C’est Julien qui lance l’idée brillante. « Il fait beau, il fait chaud, on a un week-end et on est tous dispos, venez on fait une rando et on passe la nuit dans la forêt ! » Bizarrement, tout le monde est motivé. Je ne réagis pas vraiment parce que, connaissant le groupe, ça ne se fera jamais. Sauf qu’ils sont vraiment motivés ce coup-ci. L’oncle de Julien a deux tentes, il passe les chercher la semaine prochaine, il en manque juste une ! Marie a des duvets, elle va les ramener. Charles voulait essayer la pêche, c’est le moment idéal. Nadège, sa copine, est ravie parce qu’elle a besoin de se ressourcer. Et c’est comme ça que le vendredi soir je me retrouve à hyperventiler dans mon lit à l’idée du départ à l’aube. On se calme, nous sommes tous adultes, et on s’est bien organisé cette fois non ? Julien et Antoine s’occupent des tentes, Marie et moi des duvets et couvertures, Charles a trouvé un super spot sur Google Maps, Nadège et Simon s’occupent de la bouffe. Je souffle et me laisse happer par l’enthousiasme général, ça va être chouette.

Arrivée 6h22 à la gare RER, petit souci technique. Antoine est en retard. En plus il faut réorganiser les sacs, parce que certains sont trop lourds, sauf que Nadège a ramené un tote bag et Charles un simple Eastpak avec sa canne à pêche. Charles n’a « pas pensé » que ça pourrait être trop petit, et Nadège, elle, veut bien faire des efforts, mais les gros sacs Quechua c’est moche. Antoine n’arrive toujours pas, la pression monte. Ça crie, est-ce qu’on devrait retourner chez nous chercher des sacs ? Est ce qu’on attend Antoine ? Julien, éternel optimiste, qui a d’ailleurs eu la brillante idée de prendre sa guitare, nous rassure. Si on a réussi à arriver jusqu’à la gare, on doit pouvoir tenir la rando, on portera les sacs les plus lourds à tour de rôle. Et Antoine, il nous rejoindra. Il a raison, on se calme, on repart. 

Pendant le trajet, le mot d’ordre est bonne humeur. Ça chante, ça tape des mains, je me sens retourner aux jolies colonies de vacances. Julien joue du Tryo. Je me dis que je devrais réécouter ce groupe, c’était vachement sympa quand même. On reçoit un message d’Antoine, il vient de se lever, il nous propose d’avancer, on lui enverra notre position une fois installés.

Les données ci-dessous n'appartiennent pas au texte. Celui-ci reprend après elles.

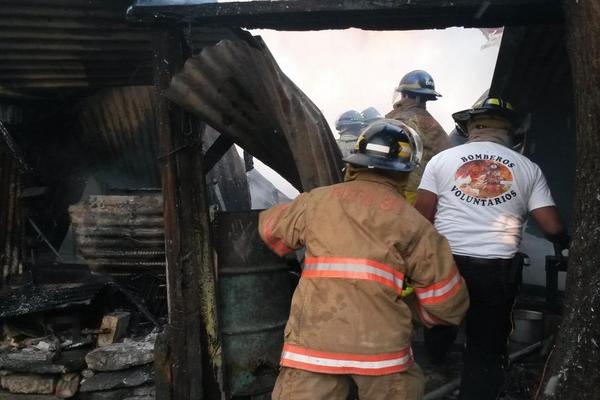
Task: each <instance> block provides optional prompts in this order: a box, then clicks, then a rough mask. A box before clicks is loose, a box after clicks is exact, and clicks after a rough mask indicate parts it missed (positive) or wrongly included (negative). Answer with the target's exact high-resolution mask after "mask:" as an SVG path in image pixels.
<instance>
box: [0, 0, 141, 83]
mask: <svg viewBox="0 0 600 400" xmlns="http://www.w3.org/2000/svg"><path fill="white" fill-rule="evenodd" d="M129 4H130V1H129V0H105V1H101V0H3V1H2V2H1V3H0V26H2V30H0V84H1V85H2V86H3V87H5V88H10V89H31V88H33V89H49V88H61V87H86V86H121V85H139V84H150V83H152V48H151V33H150V31H149V30H148V29H145V28H132V27H130V26H128V25H127V23H126V21H125V18H124V16H125V11H126V9H127V7H128V6H129Z"/></svg>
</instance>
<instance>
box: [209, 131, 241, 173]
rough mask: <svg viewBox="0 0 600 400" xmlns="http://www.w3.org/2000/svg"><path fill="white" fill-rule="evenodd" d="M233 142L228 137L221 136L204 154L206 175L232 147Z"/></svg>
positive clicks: (228, 137)
mask: <svg viewBox="0 0 600 400" xmlns="http://www.w3.org/2000/svg"><path fill="white" fill-rule="evenodd" d="M233 144H234V141H233V139H231V138H230V137H229V136H225V135H223V134H221V135H220V136H219V137H218V138H217V139H216V140H215V141H214V142H213V144H212V145H211V146H210V148H209V149H208V150H206V153H205V154H204V173H205V174H207V173H208V172H209V171H210V170H211V169H213V167H214V166H215V165H216V164H217V163H218V162H219V160H220V159H221V158H223V156H224V155H225V153H227V151H229V149H230V148H231V146H233Z"/></svg>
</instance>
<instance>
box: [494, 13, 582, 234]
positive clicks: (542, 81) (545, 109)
mask: <svg viewBox="0 0 600 400" xmlns="http://www.w3.org/2000/svg"><path fill="white" fill-rule="evenodd" d="M590 39H591V38H590ZM490 94H491V95H494V96H501V97H504V98H506V99H508V100H510V101H511V102H512V103H513V104H514V106H515V107H516V109H517V111H518V112H520V114H521V115H522V116H523V117H525V116H528V120H529V123H530V128H529V132H528V133H527V138H526V144H525V153H524V154H525V155H526V156H527V157H529V158H530V159H531V160H533V161H534V162H536V163H537V164H538V165H539V166H540V167H541V169H542V171H543V172H544V174H545V175H546V179H547V180H548V184H549V186H550V189H551V191H552V194H553V197H554V200H555V202H556V203H557V205H558V207H559V209H560V212H561V216H562V217H563V219H564V220H565V221H566V222H567V223H572V221H573V219H572V212H573V207H572V205H573V193H574V188H575V173H576V171H575V164H576V143H575V124H574V119H575V113H574V100H573V85H572V78H571V68H570V64H569V57H568V54H567V47H566V40H565V27H564V25H562V24H560V25H559V24H551V25H534V26H528V27H509V28H506V29H505V31H504V35H503V38H502V45H501V47H500V52H499V54H498V61H497V63H496V69H495V71H494V79H493V81H492V86H491V89H490ZM557 149H560V157H558V158H557V156H556V154H557V152H556V151H557ZM526 231H527V232H528V233H533V234H534V235H538V236H540V237H541V236H542V234H541V231H539V230H538V229H537V228H536V226H535V225H534V224H529V225H528V226H527V229H526Z"/></svg>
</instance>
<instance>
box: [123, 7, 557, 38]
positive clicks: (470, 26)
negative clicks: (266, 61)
mask: <svg viewBox="0 0 600 400" xmlns="http://www.w3.org/2000/svg"><path fill="white" fill-rule="evenodd" d="M198 3H199V2H198ZM127 17H128V19H129V21H132V22H144V23H153V22H168V21H178V22H186V23H189V22H193V23H194V24H198V25H202V26H215V27H217V26H219V27H222V26H227V27H232V26H236V27H244V28H249V29H255V28H262V29H277V30H300V31H302V30H319V29H344V28H352V27H355V28H362V29H370V30H389V29H394V30H400V29H432V28H435V29H441V28H448V27H451V26H464V27H496V26H508V25H528V24H537V23H550V22H559V21H561V20H562V10H561V6H560V1H559V0H486V1H481V0H453V1H448V0H377V1H375V0H338V1H322V0H302V1H251V2H233V3H223V4H221V3H206V4H195V5H193V4H189V2H188V4H186V5H181V3H180V4H179V5H176V4H174V3H173V2H170V1H164V0H138V2H137V4H136V5H134V6H132V7H131V8H130V9H129V10H128V12H127Z"/></svg>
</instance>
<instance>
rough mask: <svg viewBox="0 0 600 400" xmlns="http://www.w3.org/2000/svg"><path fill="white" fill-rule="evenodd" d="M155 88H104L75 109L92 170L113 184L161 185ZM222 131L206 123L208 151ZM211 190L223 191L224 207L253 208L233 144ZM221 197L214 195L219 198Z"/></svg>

Arrivée à la gare de B… à 8h12, Charles prend la tête du groupe. On décide de prendre un petit casse croûte. Simon propose des BNs, que tout le monde accepte. Nadège propose des biscuits Bjorg à l’arôme de citron, que tout le monde décline. Charles nous fait traverser le pittoresque village de B… ; passer par un charmant petit pont, longer de magnifiques champs de tournesols. On partage les bons souvenirs, les anecdotes burlesques, c’est le paradis. A un moment donné, Julien reprend la guitare. Ah ! c’est encore du Tryo ?

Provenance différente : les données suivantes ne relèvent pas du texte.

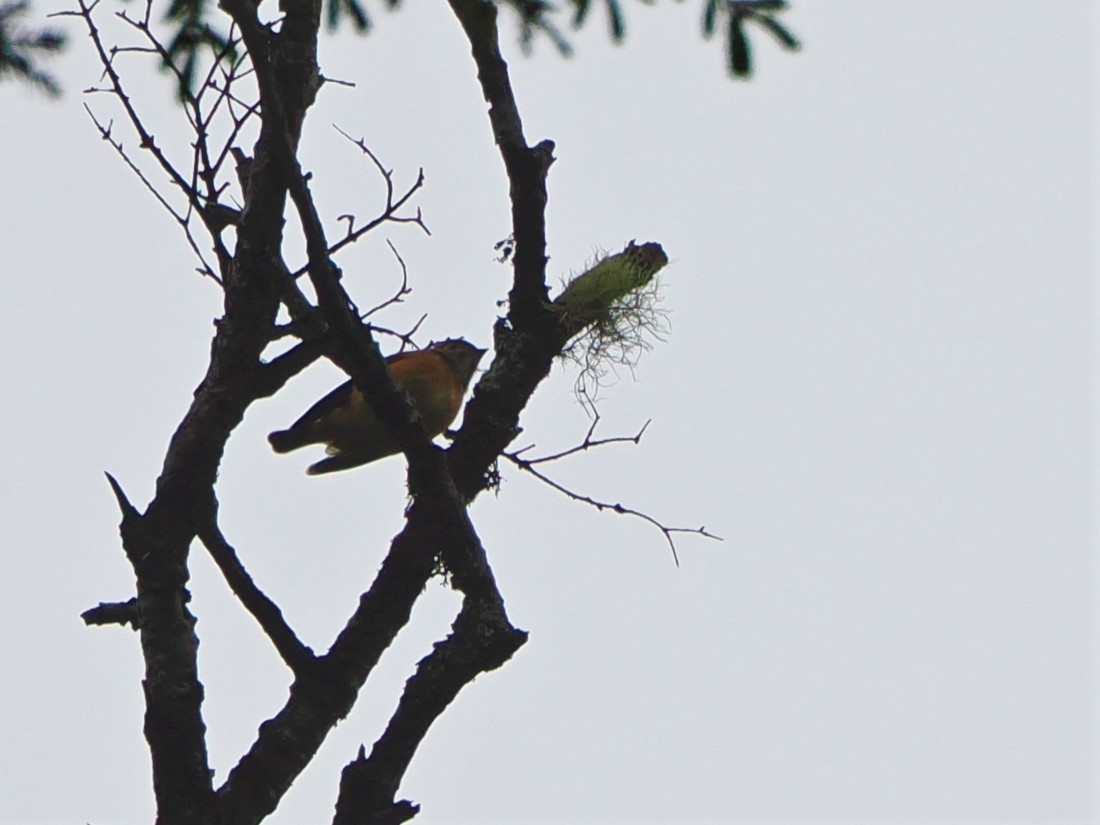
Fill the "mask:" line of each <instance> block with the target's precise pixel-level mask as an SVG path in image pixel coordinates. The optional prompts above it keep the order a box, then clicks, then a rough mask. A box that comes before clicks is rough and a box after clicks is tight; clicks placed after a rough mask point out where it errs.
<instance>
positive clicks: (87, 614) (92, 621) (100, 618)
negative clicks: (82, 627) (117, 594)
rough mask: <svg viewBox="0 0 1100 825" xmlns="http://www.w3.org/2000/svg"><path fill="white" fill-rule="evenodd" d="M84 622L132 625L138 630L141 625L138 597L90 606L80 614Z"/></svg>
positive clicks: (105, 602)
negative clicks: (125, 600) (138, 611)
mask: <svg viewBox="0 0 1100 825" xmlns="http://www.w3.org/2000/svg"><path fill="white" fill-rule="evenodd" d="M80 618H83V619H84V624H86V625H88V626H89V627H91V626H92V625H130V627H131V629H133V630H136V629H138V628H139V627H140V626H141V625H140V621H139V614H138V598H136V597H134V598H129V599H127V601H125V602H100V603H99V604H98V605H96V606H95V607H89V608H88V609H87V610H85V612H84V613H81V614H80Z"/></svg>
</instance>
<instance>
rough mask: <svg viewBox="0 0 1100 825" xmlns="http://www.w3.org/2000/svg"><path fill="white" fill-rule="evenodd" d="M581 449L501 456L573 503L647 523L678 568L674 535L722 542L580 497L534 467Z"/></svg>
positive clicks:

11h26, les ennuis commencent. Apparemment le chemin que propose Charles implique de traverser une nationale. Grand débat au sein du groupe, finalement on décide que la vie c’est aussi de prendre des risques. Nadège a beaucoup de citations à ce sujet, Simon la prie de bien vouloir la fermer et on se prépare. Terrifiant sprint sur l’asphalte avec mon fardeau sur le dos effectué, je décide de m’opposer fermement à ce qu’on réitère l’expérience au retour. Tout le monde est plutôt d’accord, Julien a failli lâcher sa guitare et Nadège son tote bag. Charles se plie à la pression générale et promet qu’on cherchera une solution demain.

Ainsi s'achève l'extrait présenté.